Sunday Times

NTOMBIZAKI­THI NGIDI

- — Sipokazi Fokazi

● A week before Tygerberg Hospital nurse Ntombizaki­thi Ngidi died, she asked her colleagues if they could put money together and cook a special meal before they all went on break.

“We all thought it was a good idea and we bought two imileqwa [farm chickens], which we prepared with dumplings. Now looking back, it’s as if Zakithi knew this would be our last supper together. She loved cooking so much and taught us new recipes all the time,” said her colleague, Sisanda Dakie, who worked with Ngidi at the designated Covid-19 hospital’s J Ground medical emergency ward.

Ngidi, an assistant nurse, died at the age of 49 last Thursday after being ill for about a week. She is the second nurse to die of Covid-19 in the Western Cape.

Siyabonga Ngidi described his little sister, who was diabetic, as the “backbone of our family”. “Zakithi was everything to us. She was the sole provider in the family … our hope is gone,” he said.

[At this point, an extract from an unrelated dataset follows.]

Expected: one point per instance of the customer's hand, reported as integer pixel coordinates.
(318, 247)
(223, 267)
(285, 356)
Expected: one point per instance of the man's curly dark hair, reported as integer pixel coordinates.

“My sister touched so many lives with her caring hands. She was a soldier that fought this invisible enemy … But when she died in that hospital ward she was all alone. The war had cost her life and no-one could even be at her bedside and say: ‘Go well, Zakithi, you have finished your race.’”

Ngidi will be buried today in her ancestral village of Nyangwini near Port Shepstone, KwaZulu-Natal.

Dakie, in self-isolation while she awaits her test results, said Ngidi loved her family and always showed her pictures of her elderly mother. She went back to nursing so she could help her mother care for her two orphaned nieces.

Ngidi’s death has “left a sadness that’s difficult to explain”, she said.

Her death has also “left all of us paranoid. None of us are prepared to die, but as nurses this is a war that we must go into while everyone is running away from it.”